Mystery surrounds the fate of a young human rights activist, who apparently gave an interview to a prominent Hong Kong newspaper after being “freed,” but is nowhere to be found, according to her husband. Legal assistant Zhao Wei, 24, was taken into secret detention in July 2015, at the start of a government offensive against human rights lawyers.
In early July, police said Zhao had been released on bail after “confessing” to unnamed offenses. This week, she gave an interview to the South China Morning Post in which she confirmed she “regrets” her civil rights activism — assertions made earlier on her social media account — and was living with her parents at their Henan Province home. She “truly wanted to repent,” she told the Post.
However, when her husband You Minglei visited the home this week, he found it deserted. “The doors and windows were all closed,” he told The Guardian. “I knocked for quite some time but there was nobody there.”
A neighbor confirmed the family had not been home for “a while.”

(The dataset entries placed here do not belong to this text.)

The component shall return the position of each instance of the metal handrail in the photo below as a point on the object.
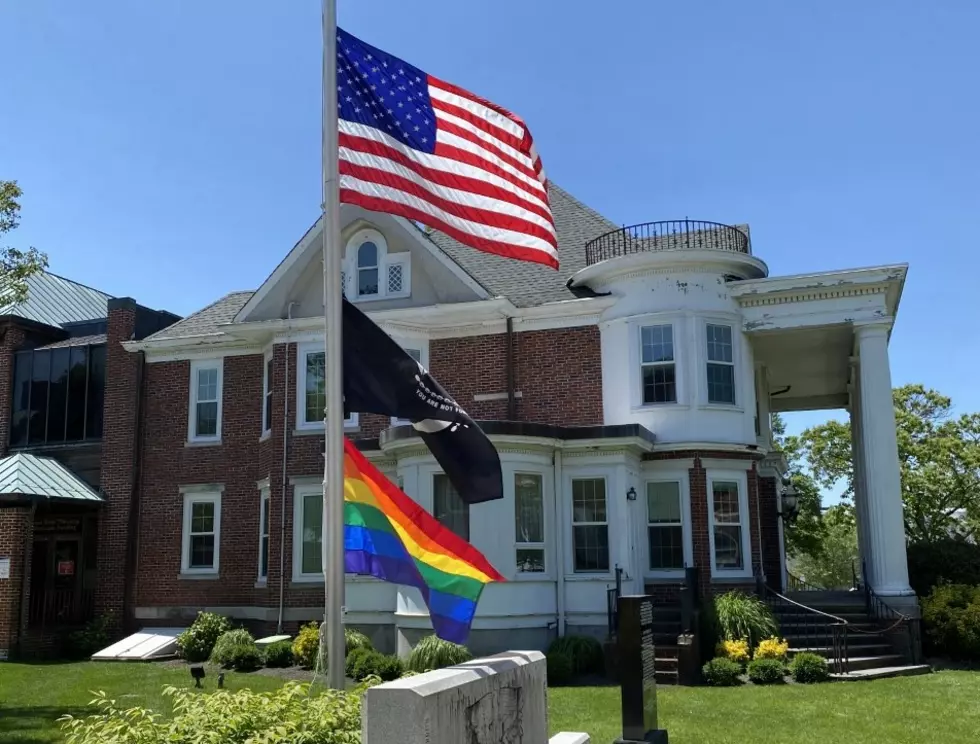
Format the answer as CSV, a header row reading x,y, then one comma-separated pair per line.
x,y
667,235
838,627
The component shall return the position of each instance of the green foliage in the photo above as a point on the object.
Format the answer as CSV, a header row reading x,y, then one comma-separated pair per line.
x,y
434,653
807,668
561,668
279,655
197,642
584,651
833,565
740,616
721,672
951,561
766,671
16,266
306,646
227,646
90,639
951,619
290,715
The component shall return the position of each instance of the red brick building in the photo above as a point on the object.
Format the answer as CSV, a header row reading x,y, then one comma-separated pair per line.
x,y
628,395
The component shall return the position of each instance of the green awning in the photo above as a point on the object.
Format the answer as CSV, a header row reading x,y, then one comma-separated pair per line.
x,y
42,477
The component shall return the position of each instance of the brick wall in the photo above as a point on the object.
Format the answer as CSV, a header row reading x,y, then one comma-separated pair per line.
x,y
16,536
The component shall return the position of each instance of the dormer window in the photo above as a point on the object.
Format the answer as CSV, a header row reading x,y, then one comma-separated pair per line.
x,y
371,272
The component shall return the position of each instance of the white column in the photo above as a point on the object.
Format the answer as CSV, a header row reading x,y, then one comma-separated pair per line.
x,y
879,449
859,482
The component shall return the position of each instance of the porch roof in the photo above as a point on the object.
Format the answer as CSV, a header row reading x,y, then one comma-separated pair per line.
x,y
27,475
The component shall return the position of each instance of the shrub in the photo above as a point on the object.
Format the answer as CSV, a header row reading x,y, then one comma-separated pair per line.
x,y
306,646
772,648
739,616
951,619
279,654
584,651
229,644
90,639
952,561
290,714
807,668
721,672
435,653
197,642
737,651
766,671
561,668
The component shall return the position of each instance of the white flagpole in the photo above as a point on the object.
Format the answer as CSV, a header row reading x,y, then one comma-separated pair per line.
x,y
333,420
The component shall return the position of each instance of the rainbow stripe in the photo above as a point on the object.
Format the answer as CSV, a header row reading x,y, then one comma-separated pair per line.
x,y
389,536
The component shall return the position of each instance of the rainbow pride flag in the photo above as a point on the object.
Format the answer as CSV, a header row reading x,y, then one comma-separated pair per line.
x,y
389,536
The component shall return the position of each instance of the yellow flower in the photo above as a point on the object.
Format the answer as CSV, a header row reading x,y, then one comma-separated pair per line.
x,y
737,651
772,648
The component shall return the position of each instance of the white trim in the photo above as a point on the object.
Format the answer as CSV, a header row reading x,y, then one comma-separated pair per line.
x,y
266,392
740,478
196,368
265,498
681,477
302,352
300,492
192,497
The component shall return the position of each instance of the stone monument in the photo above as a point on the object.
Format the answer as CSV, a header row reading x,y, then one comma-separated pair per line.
x,y
501,699
637,675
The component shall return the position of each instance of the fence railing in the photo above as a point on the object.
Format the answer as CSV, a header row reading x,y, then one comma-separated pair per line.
x,y
670,235
811,625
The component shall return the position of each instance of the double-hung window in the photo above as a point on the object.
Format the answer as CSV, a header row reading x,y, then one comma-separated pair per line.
x,y
204,420
201,537
307,532
657,364
448,508
529,522
311,388
728,531
721,364
590,526
665,526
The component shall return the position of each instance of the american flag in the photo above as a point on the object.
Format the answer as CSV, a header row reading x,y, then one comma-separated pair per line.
x,y
418,147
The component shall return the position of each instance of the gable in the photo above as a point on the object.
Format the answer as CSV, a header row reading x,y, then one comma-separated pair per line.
x,y
404,270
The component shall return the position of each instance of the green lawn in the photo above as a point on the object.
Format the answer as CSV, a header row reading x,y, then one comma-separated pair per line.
x,y
938,707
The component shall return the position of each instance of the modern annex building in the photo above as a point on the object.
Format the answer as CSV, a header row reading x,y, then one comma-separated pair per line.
x,y
628,395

You told The Guardian he had doubts about both Zhao’s interview and the contrite online posts, that renounced her earlier position. “I think somebody asked her to do this and to say those things. Otherwise it doesn’t make sense,” he added. “I still believe the government is controlling everything behind the scenes.”
William Nee, a Hong Kong-based activist for Amnesty International, said authorities appeared to be “using many of the same abusive tactics that they have used in other cases in order to silence [critics] such as releasing people into fake freedom … [and] harassing and controlling family members.”
Zhao worked for prominent human rights lawyer Li Heping, who remains in custody.